La HARC, une institution controversée aux mains du pouvoir
Au cœur de ce dispositif se trouve la Haute Autorité de Régulation de la Communication (HARC), dont le rôle est de plus en plus contesté. Officiellement chargée de garantir l’équilibre du paysage médiatique, cette institution est aujourd’hui perçue par une grande partie des professionnels des médias comme un outil de censure déguisée.
Les sanctions imposées par la HARC, qu’elles soient justifiées par la « salubrité publique », l’« assainissement du secteur » ou la lutte contre la désinformation, ciblent de manière disproportionnée les médias qui osent interroger la gestion politique, les affaires financières ou les pratiques de gouvernance. Parallèlement, les titres alignés sur le discours officiel bénéficient d’une clémence systématique.
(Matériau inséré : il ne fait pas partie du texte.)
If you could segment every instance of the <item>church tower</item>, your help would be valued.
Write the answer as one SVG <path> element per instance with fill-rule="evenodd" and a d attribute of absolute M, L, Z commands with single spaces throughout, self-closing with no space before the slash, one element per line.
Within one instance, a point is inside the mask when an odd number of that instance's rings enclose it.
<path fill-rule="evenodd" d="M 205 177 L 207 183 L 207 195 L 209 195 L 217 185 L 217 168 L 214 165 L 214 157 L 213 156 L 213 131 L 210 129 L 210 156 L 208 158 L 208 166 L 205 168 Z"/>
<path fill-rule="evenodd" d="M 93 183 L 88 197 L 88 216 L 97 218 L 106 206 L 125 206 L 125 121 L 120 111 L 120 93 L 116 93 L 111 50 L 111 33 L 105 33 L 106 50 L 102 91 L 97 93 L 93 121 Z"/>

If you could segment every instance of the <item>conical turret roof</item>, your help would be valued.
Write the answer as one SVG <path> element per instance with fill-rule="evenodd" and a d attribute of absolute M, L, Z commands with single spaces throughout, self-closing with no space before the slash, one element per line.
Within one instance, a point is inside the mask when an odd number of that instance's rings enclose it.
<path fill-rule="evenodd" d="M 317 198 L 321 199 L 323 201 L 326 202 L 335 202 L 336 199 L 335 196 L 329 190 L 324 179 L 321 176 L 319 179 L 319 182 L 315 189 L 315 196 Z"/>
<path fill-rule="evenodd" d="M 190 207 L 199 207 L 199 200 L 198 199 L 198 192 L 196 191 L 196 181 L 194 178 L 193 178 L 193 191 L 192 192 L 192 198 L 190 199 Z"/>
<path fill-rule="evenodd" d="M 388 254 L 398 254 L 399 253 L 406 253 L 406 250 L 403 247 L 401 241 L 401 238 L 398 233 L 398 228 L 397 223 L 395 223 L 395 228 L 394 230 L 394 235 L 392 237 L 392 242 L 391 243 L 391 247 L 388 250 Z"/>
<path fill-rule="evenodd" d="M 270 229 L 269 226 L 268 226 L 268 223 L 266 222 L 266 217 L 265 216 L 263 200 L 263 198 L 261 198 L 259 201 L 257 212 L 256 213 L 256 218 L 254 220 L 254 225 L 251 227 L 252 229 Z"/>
Cette inégalité de traitement a progressivement vidé le débat public de sa substance, réduisant l’espace médiatique à une simple vitrine de la réalité officielle.
Une démocratie togolaise en danger
Alors que les discours officiels mettent en avant la modernisation des institutions et l’attractivité économique du pays, la répression croissante contre les acteurs des médias révèle une toute autre réalité : celle d’un espace démocratique en pleine érosion. La liberté de la presse ne doit pas être considérée comme un privilège accordé aux journalistes, mais comme un droit fondamental pour chaque citoyen.
En étouffant les rares espaces de débat et en persécutant ceux qui diffusent l’information, le pouvoir togolais crée une illusion de calme social. Pourtant, en privant la société des canaux légitimes pour exprimer ses tensions, il ne fait qu’aggraver les frustrations, sans résoudre les problèmes de fond.